The results of the present study demonstrate that SCI increased nonvoiding bladder contractions and reduced bladder capacity by increasing the expression of NGF and c-Fos and NO production in the afferent pathways of micturition, which suggests that the bladder afferent neurons became hyperexcitable and that OAB was induced. However, tamsulosin treatment showed beneficial effects on alleviating the symptoms associated with bladder hyperactivity by suppressing hyperexcitability in the afferent pathways of micturition (lumbosacral spinal cord, the vlPAG, and the PMC). Therefore, tamsulosin, an α1-adrenoceptor antagonist, may be able to attenuate bladder dysfunction following SCI. However, this study did not investigate the other regions involved in micturition, such as the anterior cingulate gyrus, medial preoptic nucleus, and frontal cortex.

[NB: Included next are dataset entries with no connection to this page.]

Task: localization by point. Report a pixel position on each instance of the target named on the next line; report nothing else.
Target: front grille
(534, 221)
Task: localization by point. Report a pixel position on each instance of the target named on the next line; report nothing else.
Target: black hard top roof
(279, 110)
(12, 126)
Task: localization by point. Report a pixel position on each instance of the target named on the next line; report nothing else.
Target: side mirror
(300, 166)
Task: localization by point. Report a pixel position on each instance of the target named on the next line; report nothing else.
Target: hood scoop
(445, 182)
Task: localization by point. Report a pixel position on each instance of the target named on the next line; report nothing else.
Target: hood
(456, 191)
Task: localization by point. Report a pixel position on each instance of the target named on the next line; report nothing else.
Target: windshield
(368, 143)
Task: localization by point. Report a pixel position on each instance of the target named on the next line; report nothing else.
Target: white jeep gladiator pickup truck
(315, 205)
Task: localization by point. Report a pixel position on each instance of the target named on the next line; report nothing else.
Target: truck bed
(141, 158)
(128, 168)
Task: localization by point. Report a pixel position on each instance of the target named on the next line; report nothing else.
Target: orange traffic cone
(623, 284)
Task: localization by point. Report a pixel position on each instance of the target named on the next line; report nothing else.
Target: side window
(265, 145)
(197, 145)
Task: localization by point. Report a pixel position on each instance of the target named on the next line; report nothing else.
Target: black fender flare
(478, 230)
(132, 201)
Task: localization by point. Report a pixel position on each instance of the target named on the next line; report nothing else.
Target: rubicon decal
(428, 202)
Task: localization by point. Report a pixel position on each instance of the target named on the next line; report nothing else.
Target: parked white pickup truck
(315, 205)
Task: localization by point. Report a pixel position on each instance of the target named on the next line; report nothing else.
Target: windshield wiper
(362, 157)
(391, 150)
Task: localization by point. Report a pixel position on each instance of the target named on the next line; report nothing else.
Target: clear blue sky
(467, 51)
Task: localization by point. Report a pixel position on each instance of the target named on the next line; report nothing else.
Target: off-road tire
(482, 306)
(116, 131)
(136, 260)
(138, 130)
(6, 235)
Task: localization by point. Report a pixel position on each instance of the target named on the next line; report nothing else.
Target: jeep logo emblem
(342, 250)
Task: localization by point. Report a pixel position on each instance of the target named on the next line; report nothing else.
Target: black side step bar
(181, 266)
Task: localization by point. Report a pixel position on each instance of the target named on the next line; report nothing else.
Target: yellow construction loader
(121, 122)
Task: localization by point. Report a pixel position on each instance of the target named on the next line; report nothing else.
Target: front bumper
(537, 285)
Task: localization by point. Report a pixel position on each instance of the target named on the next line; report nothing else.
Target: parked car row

Thus, further studies are needed to elucidate the exact mechanism and role of tamsulosin on the afferent pathways of micturition.
HIGHLIGHTS
- Tamsulosin, an α1-adrenoceptor antagonist, showed beneficial effects on alleviating the symptoms associated with bladder hyperactivity by suppressing hyperexcitability in the afferent pathways of micturition in spinal cord injury.
Notes
Grant/Fund Support
This study was supported by a grant from the National Research Foundation of Korea (NRF-2017R1A2B2005412).
Research Ethics
We followed the guidelines of the Institutional Care and Use Committee of Kyung Hee University during all laboratory procedures (KHUASP[SE]-17-093), and all experiments were performed in accordance with the guiding principles for the care and use of animals approved by the Council of the National Institutes of Health Guide for the Care and Use of Laboratory Animals.
Conflict of Interest
KHK, an associate editor of INJ, is the corresponding author of this article. However, he played no role whatsoever in the editorial evaluation of this article or the decision to publish it. Except for that, no potential conflict of interest relevant to this article was reported.